Starz stock shot up 11.56% to finish Thursday at $31.51 after the deal was announced, but Lionsgate shares fell 3.39% to $20.23.
“We are unconvinced that Lionsgate will be better owning a lower-tier SVOD network,” said Doug Creutz of Cowan & Co. in a research note. “We think this is a deal that happened because management needed a deal to happen given poor recent financial performance and a declining share price.”
Creutz acknowledged that in addition to the tax benefit there are probably cost synergies the combined company could take advantage of but noted that much of those benefits appear to be going to Starz shareholders.
“We think the most optimistic read of the deal is that it brings Lionsgate one step closer to being the vehicle for a rollup of a much larger content company, such as Discovery or CBS, per some of John Malone’s comment last year,” Creutz said. “However, there is no guarantee such a deal will happen, or is there a guarantee that if it does happen, Lionsgate shareholders will enjoy significant benefits.”

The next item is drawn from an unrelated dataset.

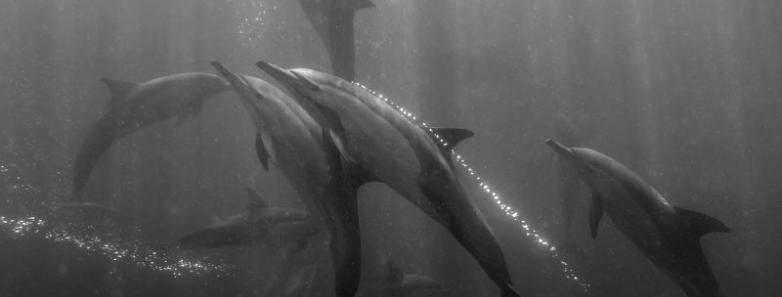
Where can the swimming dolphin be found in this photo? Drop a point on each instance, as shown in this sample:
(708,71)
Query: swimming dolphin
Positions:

Creutz didn’t think anchoring Lionsgate to Starz was a good move strategically.
“We view Starz as the 4th- or 5th- or 6th-best SVOD asset in the market, certainly after HBO, Showtime, and Netflix, and possibly Amazon Prime and Hulu as well. Even with some recent successes in original programming, we think Starz could face challenges in retaining subs once their Disney content deal expires at year-end,” he said. “Further, we think that the specter of pressure on the premium cable bundle from (a) skinny bundles and (b) standalone OTT products from HBO and Showtime poses an even greater long term threat to Starz' ability to retain subscribers,”
In a similar vein, Todd Juenger of Sanford C. Bernstein noted that “the main economic benefit of the deal is tax synergy.” Juenger puts the tax benefit at about $900 million.
“Two of the things we liked best about Lionsgate were its independence, and its de-risked production model. In our view, this deal damages both of those virtues,” Juenger said.
“Lionsgate will now be vertically integrated: contest and distribution. It can still supply content to other distribution platforms, but it no longer can be viewed as ‘independent.’ The Starz service competes directly for viewers and subscription dollars with Lionsgate’s other customers and Starz’ success will be (a lot) more important to Lionsgate than any of its other network customers.”
He also questioned how well Starz would fare as the cable bundle eroded and its rights to Disney movies expires.
Juenger was able to question Starz and Lionsgate executive on a conference call about the deal for analysts. He asked about the risks in having Lionsgate’s business more dependent on the success of Starz.
“I think we see this as diversification in every way. I think we see this as financial diversification in terms of diversifying revenue. I think we see this as operational diversification in terms of scale of our platform, scale of our production business, and again, the scale of how we see ourselves as a global content machine,” replied Jon Feltheimer, CEO of Lions Gate Entertainment.
“We think this actually significantly de-risks our company… as we go down the road, we’ll be rolling out what some of the significant synergies are and how we’ll be getting those. But I think when you look at the… immediate and significant synergies we expect in this, that will be de-risking this company as well. We have been working on this transaction a long time. We’re really excited about it for the exact reason you said. We think it de-risks our business and brings significant shareholder value,” he said.